Our STM images reveal that triangular islands lying in different stacking regions are oppositely oriented, as highlighted in Fig. 2(b). In some cases, differently oriented islands are observed to merge together, forming 60° domain boundaries, as shown for instance in Fig. 2(c). These observations suggest a correlation between the MoS₂ lattice orientation and the Au stacking configuration. We can qualitatively interpret this effect by considering the occupation sites of S and Mo atoms on fcc and hcp Au domains. Because on-top atomic sites have been predicted to be the most stable for S atoms in contact with Au,¹⁶ we can reasonably assume that, in the first stages of island nucleation and growth, S atoms preferentially occupy on-top (or quasi-on-top) positions. The situation is pictured in Fig. 2(d) and (e) for fcc and hcp domains, respectively. In this representation we assumed, without lack of generality, that Mo atoms (blue dots) lie on the vertical of 2nd layer Au atoms (grey dots). Under the hypothesis that this arrangement of Mo atoms corresponds to the most stable configuration, we clearly see that the MoS₂ lattice undergoes a 60° rotation as Au stacking changes from fcc to hcp. Our interpretation implies that Mo atoms in MoS₂ strongly interact with Au atoms, and this interaction significantly affects the epitaxial relation between Au(111) and MoS₂.

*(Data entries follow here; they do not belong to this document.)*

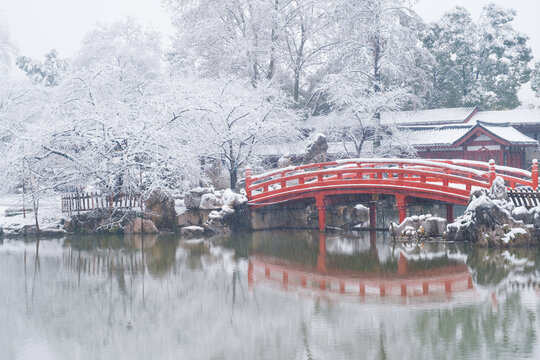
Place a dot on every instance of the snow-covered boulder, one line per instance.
(141, 226)
(231, 199)
(498, 190)
(489, 221)
(284, 161)
(521, 213)
(422, 225)
(316, 150)
(192, 231)
(434, 226)
(210, 202)
(192, 199)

The lattice mismatch between MoS₂ and Au(111) generates a hexagonal moiré superlattice. The characteristic pattern of moiré spots is clearly observed on the surface of larger SL MoS₂ nanocrystals, growing mostly at Au step edges (Fig. 3(a)) or partially embedded in the Au surface (Fig. 3(e)). The analysis of atomic resolution images and their Fourier transforms allows us to study the geometrical interplay between the substrate and the overlayer lattices, giving rise to the observed moiré pattern. For instance, Fig. 3(b) shows an atomic resolution image of the nanocrystal in Fig. 3(a). Details of its 2D Fast Fourier Transform (FFT) are reported in Fig. 3(c), showing the reciprocal lattice spots ascribable to MoS₂ and moiré. According to the schematic picture in Fig. 3(d) (not to scale), we can measure the lengths and relative orientation of MoS₂ and moiré lattice vectors. Usually, we obtain 3.18 ± 0.05 Å for MoS₂, 33 ± 1 Å for the moiré, and a small angle of 2° ± 1° between the two.

Fig. 3 (a) STM image of a SL MoS₂ nanocrystal showing the characteristic moiré pattern (V = 0.5 V, I = 0.5 nA). (b) Atomic resolution STM image of the nanocrystal shown in (a) (V = 0.1 V, I = 1 nA). (c) Details of the 2D Fast Fourier Transform (FFT) of the STM image in (b), showing two opposite spots of the MoS₂ hexagon, surrounded by the moiré lattice spots. The red arrow denotes the MoS₂ reciprocal lattice vector. (d) Schematic representation of the spot arrangement (not to scale): G_MoS2 and G_moiré are the reciprocal vectors of MoS₂ and moiré lattices, respectively. (e) Partially embedded SL MoS₂ nanocrystal growing over a Au(111) grain boundary (V = 1 V, I = 0.3 nA). Labels α and β denote two different moiré patterns. The white arrow indicates a screw dislocation of the substrate. (f) Atomic resolution STM image of the white frame in (e) (V = 0.5 V, I = 0.5 nA). Inset: 2D FFT of the STM image showing the hexagon of sharp spots associated with the MoS₂ lattice. (g) Details of the 2D FFT of the α and β patterns. Scale bars of FFTs: 1 nm⁻¹.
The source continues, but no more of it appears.